What needs explicit labels
Icon-only buttons throughout the app need .accessibilityLabel:
// OvenDetailView toolbar
Button { showSettings = true } label: {
Image(systemName: "gearshape")
.foregroundColor(AppTheme.accent)
}
.accessibilityLabel("Device settings")
// DashboardView toolbar — connection indicator isn't a button,
// but should describe its state to VoiceOver
HStack {
Circle().fill(devices.isWebSocketConnected ? AppTheme.success : AppTheme.textSecondary)
Text(devices.isWebSocketConnected ? "Connected" : "Connecting…")
}
.accessibilityElement(children: .combine)
.accessibilityLabel(devices.isWebSocketConnected ? "Connected to server" : "Connecting to server")
Temperature stepper buttons need labels and hints:
Button { pendingTemp = OvenPresenter.clampedTemperature(pendingTemp, delta: -25) } label: {
Image(systemName: "minus")
}
.accessibilityLabel("Decrease temperature")
.accessibilityHint("Decreases by 25 degrees")
Button { pendingTemp = OvenPresenter.clampedTemperature(pendingTemp, delta: +25) } label: {
Image(systemName: "plus")
}
.accessibilityLabel("Increase temperature")
.accessibilityHint("Increases by 25 degrees")
The temperature arc should expose its value rather than reading as a decorative graphic:
TemperatureArcView(current: Double(state.currentTemperature), ...)

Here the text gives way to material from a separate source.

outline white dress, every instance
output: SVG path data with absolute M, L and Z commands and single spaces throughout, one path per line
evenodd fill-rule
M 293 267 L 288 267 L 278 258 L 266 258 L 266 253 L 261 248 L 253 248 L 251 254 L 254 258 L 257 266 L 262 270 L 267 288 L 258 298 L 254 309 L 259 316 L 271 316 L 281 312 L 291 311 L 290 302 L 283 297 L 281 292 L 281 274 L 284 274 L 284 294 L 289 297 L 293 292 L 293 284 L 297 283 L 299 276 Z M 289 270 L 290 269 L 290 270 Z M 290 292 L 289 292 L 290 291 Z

.accessibilityLabel("Current temperature")
.accessibilityValue("\(state.currentTemperature) degrees. Target is \(state.targetTemperature) degrees.")
The power outage banner on the dashboard deserves an urgency trait so VoiceOver announces it immediately:
PowerOutageBanner(deviceName: device.name)
.accessibilityAddTraits(.isStaticText)
.accessibilityLabel("Warning: \(device.name) has lost power. Food may spoil.")
Dynamic Type
The app currently uses fixed font sizes everywhere (.font(.system(size: 15))). Transitioning to semantic styles where the layout allows lets the app honour the user’s size preference:
// Current — fixed
Text(device.name).font(.system(size: 16, weight: .semibold))
// Accessible — scales with user preference
Text(device.name).font(.headline)
For controls where a fixed size is intentional (small badge text inside cards), you can clamp the Dynamic Type range without breaking layout:
Text(level.uppercased())
.font(.system(size: 9, weight: .semibold))
.dynamicTypeSize(.small ... .accessibility1)
Testing accessibility
The fastest way to audit the app is with Xcode’s Accessibility Inspector (Xcode → Open Developer Tool → Accessibility Inspector). It shows every element’s label, value, and traits, and flags missing labels without you having to enable VoiceOver on a device.
For Voice Control, the Environment Overrides panel in the debugger can enable it in the simulator without going through Settings. Running through the key flows — turning the oven on, setting a temperature, starting a dishwasher cycle — confirms that every interactive element is addressable by voice.
Accessibility isn’t a feature. It’s a quality bar. An app that works for everyone is simply a better app.